I wanted to create something subtle that didn’t scream “Look at my t-shirt!” but still conveyed the verse that started us on our adoption journey: “Pure and genuine religion in the sight of God the Father means caring for orphans and widows in their distress and refusing to let the world corrupt you.” — James 1:27
I wish I could say that everything went smoothly with this project, but it took two tries, including a step in the middle where I bleached the shirt back to white and started over. I’ll try to be detailed in my instructions so you can avoid the same level of pain, frustration, and stain. Lessons I may or may not have learned will be reflected in italics, ahem.
I started with my Target $2.50 t-shirt, some Elmer’s blue gel glue, and a box of Rit dye. The shirt was originally going to be pink, but when I lifted up this box, it had left blue speckles of dye on my nice white shirt. Blue it is!
Wash the t-shirt, but do not add fabric softener, and let spin dry in the washer. While still wet, place the shirt over a water resistant surface to protect the back from the shirt. I used the lid of a 5 gallon plastic tote.
I sketched out a proposed layout of the words, and then followed the basic pattern, more or less, by writing on the t-shirt with the gel glue.
CAREFULLY remove the shirt from the board taking care not to smear the glue and hang to dry, preferably outside. It will take at least 4 hours to dry, or overnight.
Put on clothing that you really don’t care about, or that you’d like to turn into a freckled mess.
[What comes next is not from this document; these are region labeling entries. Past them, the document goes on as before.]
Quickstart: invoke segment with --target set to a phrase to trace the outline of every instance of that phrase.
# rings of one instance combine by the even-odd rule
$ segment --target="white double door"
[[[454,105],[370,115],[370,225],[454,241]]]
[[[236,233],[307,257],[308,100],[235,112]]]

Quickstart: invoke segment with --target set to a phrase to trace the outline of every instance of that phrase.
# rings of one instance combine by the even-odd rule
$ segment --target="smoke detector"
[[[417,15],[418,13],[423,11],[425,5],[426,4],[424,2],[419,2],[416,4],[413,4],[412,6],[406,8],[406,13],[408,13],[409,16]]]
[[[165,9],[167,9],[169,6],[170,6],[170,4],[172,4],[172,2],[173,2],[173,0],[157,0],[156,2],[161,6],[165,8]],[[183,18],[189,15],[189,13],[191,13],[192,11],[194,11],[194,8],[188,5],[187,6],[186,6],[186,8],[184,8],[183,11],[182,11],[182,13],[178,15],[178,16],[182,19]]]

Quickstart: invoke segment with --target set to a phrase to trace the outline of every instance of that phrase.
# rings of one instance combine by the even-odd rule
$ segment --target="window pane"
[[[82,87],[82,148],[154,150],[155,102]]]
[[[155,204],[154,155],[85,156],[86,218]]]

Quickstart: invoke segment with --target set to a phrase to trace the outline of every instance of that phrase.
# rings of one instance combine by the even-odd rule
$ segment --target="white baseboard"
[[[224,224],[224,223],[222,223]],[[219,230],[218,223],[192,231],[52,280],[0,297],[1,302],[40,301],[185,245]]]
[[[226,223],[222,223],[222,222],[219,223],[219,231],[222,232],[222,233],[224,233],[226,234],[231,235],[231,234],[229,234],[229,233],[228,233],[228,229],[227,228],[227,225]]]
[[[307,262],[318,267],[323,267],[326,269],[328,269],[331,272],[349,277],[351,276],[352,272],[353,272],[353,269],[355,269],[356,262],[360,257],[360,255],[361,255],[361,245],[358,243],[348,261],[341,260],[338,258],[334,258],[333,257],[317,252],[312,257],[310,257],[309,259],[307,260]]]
Mix Rit dye powder in hot water (I used 2 tsp.), then pour into approximately one gallon of cold water. The dye powder needs to dissolve, but you don’t want the glue on the shirt to dissolve.
Carefully submerge the shirt in the dye bath and let soak for 10-30 minutes, depending on the depth of color you want, how much patience you have, and how much you trust your glue to hold. 😉 Stir gently, but occasionally. While you’re letting it soak, use bleach spray to spray down every counter and floor surface that you looked at or breathed on while making the dye bath, otherwise you’ll be surprised for the next week about all the flecks of dye that turn up in unusual places.
Carefully remove t-shirt from the dye bath, and hang to dry in a place where it’s safe to let it drip dry. (Like outside above a patio that you don’t mind if it’s stained blue.) Let dry overnight until completely dry. The glue will appear speckled with dye, which will wash out. One does not need to start over because of the speckles.
Gently rinse the shirt in a cool soapy bath to remove the glue. Rinse several times, until water runs clear.
Wash as usual, and dry.
I love the subtlety of the design, and the power of the message. And I love the fact that it doesn’t have to be perfect to be pretty, otherwise I would be a complete craft failure! If one was artistic (Ken) pictures could be drawn, or patterns made. The possibilities are endless . . . as is the time it takes to complete the project! 🙂
What do you think?
2 thoughts on “T-shirt Trial: The Tale of a Frustrated Crafter”
I LOVE it! What a beautiful way to commemorate the time in your life, not to mention a great conversation starter! Beautiful!